Researchers at the South Australian Health and Medical Research Institute (SAHMRI) and the University of Adelaide have discovered a faster, more cost-effective way to determine which DNA mutations cause human bowel cancer.
This research, published in Gut, a premier world journal for colorectal cancer research, outlines a new preclinical pipeline, where different DNA changes are engineered into the normal colon in rapid time, cutting years off traditional laboratory experiments. The growing cancers can then be monitored in the state-of-the-art SAHMRI imaging centre by colonoscopy, CT, special in vivo imaging and PET.
Harnessing the power of technology to improve health outcomes for bowel cancer
More than 4,000 Australians die from bowel cancer each year, and more than 17,000 new cases of this cancer will be diagnosed in 2018 — the Gastrointestinal Cancer Biology Group are working to understand the genetic drivers of bowel cancer, with a special interest in those cancers which are the hardest to treat, and which have the poorest prognosis.
Study Co-Lead, Dr Susan Woods, said that with recent advances in genome sequencing more information than ever before is available about changes to the inherited material, or DNA, that occur in bowel cancer.
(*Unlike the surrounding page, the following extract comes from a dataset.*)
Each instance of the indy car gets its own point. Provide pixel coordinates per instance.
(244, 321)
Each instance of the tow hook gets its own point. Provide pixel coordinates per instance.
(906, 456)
Combined with exciting new gene editing technology (CRISPR), we can now deliver the same outcomes in less than a quarter of the time, meaning we can take research from the bench to the patient far more rapidly, and with far less cost.
“Now, we have rapidly made new models of bowel cancer that mimic the complex genetic (DNA) changes that we see in human tumours and recapitulate features of the human disease,” Dr Woods said.
“Our new technology allows us to screen and repurpose existing drugs which may not have been tested in bowel cancer, to screen potential new life-saving drugs as they are developed, and to improve bowel cancer detection, by being able to watch the cancer develop in real time.”
A new way forward
This new method helps determine which DNA changes are important to the cancer, in a fraction of the time, at less expense and using fewer animals than traditional genetically-engineered models that are used in cancer research. Analysis of the models, combined with patient data, has suggested potential drug vulnerabilities that are being tested.